Les lois du développement de la science générale ont été découvertes par Auguste Comte, qui demanda vainement aux ministres d’alors une chaire pour les exposer, mais qui du moins en traça la lumineuse et immortelle esquisse dans son livre. Les lois du développement de l’imagination ne sont pas moins effectives, et elles attendent un historien qui soit pour elles ce que fut Comte pour les sciences.

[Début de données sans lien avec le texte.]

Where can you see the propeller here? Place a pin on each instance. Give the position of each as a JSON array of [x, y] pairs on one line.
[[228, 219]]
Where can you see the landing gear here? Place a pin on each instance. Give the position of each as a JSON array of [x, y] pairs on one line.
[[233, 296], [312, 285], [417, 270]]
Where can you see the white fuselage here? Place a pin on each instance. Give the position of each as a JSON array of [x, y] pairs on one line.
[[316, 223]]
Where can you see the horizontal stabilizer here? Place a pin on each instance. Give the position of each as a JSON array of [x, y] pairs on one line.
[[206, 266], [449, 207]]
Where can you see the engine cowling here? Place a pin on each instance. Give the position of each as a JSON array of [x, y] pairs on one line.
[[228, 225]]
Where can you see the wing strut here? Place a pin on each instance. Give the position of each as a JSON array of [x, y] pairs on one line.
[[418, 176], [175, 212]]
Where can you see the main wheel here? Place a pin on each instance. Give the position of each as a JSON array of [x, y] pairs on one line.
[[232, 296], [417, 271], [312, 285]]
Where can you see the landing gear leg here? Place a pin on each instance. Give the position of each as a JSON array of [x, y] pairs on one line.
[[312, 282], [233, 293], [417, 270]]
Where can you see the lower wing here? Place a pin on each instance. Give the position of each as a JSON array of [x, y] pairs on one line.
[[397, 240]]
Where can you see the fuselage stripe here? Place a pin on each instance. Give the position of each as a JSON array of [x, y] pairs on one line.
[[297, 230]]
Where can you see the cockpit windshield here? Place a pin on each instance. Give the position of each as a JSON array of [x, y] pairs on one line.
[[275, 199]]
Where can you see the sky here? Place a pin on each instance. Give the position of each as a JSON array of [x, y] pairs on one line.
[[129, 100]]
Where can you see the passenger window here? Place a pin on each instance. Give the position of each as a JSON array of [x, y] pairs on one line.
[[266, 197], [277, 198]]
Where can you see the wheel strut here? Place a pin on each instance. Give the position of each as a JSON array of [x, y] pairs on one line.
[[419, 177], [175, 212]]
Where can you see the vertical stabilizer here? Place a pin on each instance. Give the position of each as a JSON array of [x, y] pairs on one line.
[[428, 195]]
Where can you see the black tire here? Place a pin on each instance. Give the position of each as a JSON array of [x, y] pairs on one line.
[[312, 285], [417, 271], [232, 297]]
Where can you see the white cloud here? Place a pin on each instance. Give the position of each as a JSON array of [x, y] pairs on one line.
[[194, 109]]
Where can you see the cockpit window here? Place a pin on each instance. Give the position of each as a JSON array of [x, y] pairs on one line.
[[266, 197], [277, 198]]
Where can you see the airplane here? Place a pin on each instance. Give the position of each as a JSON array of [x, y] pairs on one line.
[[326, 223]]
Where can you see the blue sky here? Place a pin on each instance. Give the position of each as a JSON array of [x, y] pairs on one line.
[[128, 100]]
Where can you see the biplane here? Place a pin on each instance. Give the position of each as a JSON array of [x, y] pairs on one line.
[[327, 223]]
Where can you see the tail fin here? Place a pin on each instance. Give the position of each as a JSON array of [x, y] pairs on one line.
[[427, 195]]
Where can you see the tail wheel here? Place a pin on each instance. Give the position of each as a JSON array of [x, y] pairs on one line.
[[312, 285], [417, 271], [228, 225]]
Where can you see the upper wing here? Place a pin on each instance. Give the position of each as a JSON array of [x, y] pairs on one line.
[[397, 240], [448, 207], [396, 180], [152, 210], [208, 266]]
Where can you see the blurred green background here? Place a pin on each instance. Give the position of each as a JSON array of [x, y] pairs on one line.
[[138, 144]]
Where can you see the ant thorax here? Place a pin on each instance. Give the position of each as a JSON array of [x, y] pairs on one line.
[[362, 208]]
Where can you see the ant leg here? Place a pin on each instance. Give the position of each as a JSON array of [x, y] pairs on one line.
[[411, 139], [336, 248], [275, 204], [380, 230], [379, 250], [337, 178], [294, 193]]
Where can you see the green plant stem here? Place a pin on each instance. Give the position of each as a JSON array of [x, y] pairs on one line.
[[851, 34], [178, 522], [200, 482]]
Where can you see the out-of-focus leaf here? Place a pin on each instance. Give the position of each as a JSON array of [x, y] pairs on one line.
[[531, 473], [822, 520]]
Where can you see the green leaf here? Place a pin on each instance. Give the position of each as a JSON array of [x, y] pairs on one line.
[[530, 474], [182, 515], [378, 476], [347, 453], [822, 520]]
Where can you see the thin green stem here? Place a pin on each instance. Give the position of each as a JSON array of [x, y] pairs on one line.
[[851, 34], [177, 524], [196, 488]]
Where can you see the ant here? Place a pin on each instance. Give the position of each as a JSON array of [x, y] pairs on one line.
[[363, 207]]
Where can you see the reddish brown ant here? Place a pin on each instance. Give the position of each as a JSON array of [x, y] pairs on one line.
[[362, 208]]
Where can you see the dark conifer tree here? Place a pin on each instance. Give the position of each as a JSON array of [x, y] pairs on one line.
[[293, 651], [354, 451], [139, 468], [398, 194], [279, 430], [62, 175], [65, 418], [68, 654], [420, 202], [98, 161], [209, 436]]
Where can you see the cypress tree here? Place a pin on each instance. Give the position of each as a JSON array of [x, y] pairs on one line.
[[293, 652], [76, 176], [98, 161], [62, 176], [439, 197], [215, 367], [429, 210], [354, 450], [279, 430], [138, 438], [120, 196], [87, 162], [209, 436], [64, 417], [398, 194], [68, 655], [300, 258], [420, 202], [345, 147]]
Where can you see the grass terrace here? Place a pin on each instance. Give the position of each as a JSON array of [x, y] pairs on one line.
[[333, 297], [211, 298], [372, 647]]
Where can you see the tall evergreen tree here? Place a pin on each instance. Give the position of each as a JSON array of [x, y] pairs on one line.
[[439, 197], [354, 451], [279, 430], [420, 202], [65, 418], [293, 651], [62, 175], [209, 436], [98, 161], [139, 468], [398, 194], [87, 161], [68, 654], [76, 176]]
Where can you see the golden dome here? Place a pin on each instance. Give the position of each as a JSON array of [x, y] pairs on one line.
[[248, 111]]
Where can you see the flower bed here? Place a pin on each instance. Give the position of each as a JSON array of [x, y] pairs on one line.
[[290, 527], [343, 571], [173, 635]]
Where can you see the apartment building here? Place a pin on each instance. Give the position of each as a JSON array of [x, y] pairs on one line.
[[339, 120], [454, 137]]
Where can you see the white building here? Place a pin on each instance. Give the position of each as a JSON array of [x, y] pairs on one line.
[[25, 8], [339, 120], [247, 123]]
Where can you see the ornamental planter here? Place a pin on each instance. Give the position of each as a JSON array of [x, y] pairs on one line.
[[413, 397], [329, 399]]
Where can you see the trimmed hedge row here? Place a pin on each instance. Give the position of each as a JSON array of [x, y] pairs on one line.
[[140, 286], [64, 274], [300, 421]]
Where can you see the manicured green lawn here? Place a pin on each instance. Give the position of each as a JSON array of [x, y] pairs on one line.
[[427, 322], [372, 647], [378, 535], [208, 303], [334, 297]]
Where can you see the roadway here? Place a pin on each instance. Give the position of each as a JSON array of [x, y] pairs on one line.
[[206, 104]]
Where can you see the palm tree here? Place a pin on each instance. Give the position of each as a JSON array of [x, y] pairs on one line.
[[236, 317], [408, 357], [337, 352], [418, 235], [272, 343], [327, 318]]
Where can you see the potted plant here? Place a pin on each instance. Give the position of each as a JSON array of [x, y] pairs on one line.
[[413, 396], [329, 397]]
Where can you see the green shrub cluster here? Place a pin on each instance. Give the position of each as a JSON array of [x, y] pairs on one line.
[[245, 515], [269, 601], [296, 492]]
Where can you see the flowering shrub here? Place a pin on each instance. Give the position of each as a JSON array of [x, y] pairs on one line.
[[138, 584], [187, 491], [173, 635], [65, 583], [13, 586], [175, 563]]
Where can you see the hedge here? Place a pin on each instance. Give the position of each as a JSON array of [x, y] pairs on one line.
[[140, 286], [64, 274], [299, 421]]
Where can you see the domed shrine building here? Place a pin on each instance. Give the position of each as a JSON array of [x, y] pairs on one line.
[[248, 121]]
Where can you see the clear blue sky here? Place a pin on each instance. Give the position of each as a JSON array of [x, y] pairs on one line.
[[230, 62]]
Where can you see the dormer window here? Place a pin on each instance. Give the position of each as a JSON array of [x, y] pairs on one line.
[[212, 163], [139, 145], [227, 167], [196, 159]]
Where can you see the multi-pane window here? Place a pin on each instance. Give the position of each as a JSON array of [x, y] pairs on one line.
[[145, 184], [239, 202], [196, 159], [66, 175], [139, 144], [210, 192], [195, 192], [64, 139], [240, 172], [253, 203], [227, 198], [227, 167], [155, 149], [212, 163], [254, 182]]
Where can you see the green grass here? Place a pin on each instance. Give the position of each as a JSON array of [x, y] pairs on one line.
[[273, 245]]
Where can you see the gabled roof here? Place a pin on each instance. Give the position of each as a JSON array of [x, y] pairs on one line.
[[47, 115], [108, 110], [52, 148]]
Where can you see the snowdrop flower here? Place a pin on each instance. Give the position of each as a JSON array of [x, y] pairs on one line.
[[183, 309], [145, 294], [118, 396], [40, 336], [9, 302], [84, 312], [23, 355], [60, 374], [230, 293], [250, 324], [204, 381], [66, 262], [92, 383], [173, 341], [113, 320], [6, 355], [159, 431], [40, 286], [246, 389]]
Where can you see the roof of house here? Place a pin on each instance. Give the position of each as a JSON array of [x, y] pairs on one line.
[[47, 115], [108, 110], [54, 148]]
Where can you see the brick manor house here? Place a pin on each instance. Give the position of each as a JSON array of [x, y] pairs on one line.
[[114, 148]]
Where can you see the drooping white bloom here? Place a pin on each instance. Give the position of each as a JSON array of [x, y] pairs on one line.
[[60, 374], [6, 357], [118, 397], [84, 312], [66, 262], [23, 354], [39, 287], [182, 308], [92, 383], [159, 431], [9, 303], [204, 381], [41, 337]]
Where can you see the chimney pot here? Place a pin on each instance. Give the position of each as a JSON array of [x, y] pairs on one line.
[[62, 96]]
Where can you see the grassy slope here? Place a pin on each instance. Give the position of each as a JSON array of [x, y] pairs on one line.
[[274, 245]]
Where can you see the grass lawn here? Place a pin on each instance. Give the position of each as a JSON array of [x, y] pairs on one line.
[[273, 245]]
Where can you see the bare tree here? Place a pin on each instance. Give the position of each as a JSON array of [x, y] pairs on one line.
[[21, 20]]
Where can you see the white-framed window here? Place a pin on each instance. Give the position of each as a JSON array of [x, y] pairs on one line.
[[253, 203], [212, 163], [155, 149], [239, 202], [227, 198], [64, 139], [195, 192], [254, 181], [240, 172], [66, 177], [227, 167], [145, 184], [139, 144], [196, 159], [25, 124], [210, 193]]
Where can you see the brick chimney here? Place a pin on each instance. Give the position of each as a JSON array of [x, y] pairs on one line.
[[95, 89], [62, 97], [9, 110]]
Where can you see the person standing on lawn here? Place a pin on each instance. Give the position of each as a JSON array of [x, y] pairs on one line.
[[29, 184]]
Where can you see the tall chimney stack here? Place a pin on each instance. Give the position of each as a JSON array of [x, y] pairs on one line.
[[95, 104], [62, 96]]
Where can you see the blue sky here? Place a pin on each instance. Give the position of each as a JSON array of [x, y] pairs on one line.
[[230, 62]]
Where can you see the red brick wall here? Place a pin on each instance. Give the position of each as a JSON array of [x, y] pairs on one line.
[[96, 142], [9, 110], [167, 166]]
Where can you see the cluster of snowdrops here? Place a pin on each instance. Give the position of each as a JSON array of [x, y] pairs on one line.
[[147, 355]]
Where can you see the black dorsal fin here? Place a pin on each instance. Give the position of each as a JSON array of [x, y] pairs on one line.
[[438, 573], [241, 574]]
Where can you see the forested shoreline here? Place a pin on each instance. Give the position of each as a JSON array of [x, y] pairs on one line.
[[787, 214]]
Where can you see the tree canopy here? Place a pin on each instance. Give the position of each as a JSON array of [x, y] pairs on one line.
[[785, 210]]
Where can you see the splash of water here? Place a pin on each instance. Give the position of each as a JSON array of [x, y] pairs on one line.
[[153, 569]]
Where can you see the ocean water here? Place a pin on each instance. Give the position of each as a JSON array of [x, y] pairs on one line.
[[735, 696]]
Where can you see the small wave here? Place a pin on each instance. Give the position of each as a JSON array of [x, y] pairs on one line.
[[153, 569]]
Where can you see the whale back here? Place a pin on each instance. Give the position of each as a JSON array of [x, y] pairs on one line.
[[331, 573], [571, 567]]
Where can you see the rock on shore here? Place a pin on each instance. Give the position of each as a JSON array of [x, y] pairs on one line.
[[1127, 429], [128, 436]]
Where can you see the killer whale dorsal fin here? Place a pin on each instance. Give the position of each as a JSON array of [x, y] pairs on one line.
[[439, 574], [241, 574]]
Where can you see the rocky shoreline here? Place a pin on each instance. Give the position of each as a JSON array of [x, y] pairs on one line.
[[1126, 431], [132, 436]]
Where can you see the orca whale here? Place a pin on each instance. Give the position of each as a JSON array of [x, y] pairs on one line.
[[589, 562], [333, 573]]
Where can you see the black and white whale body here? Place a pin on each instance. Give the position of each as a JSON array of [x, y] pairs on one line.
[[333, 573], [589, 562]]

A cette époque du XVIe siècle dont je parle, la littérature occidentale avait accompli, soit par la plume de la France, soit par celle de l’Italie, la grande phase des épopées, des narrations légendaires, des récits de toute sorte, et elle entrait de tous côtés dans celle des créations dramatiques; mais ceci ne pouvait être l’œuvre ni de l’Italie ni de la France, l’Italie, dont la verve s’épuisait, la France, qui cherchait encore la sienne : ce dut donc être l’œuvre de l’Espagne et de l’Angleterre, ces deux nations alors dans toute l’exubérance de la jeunesse littéraire et de la puissance politique.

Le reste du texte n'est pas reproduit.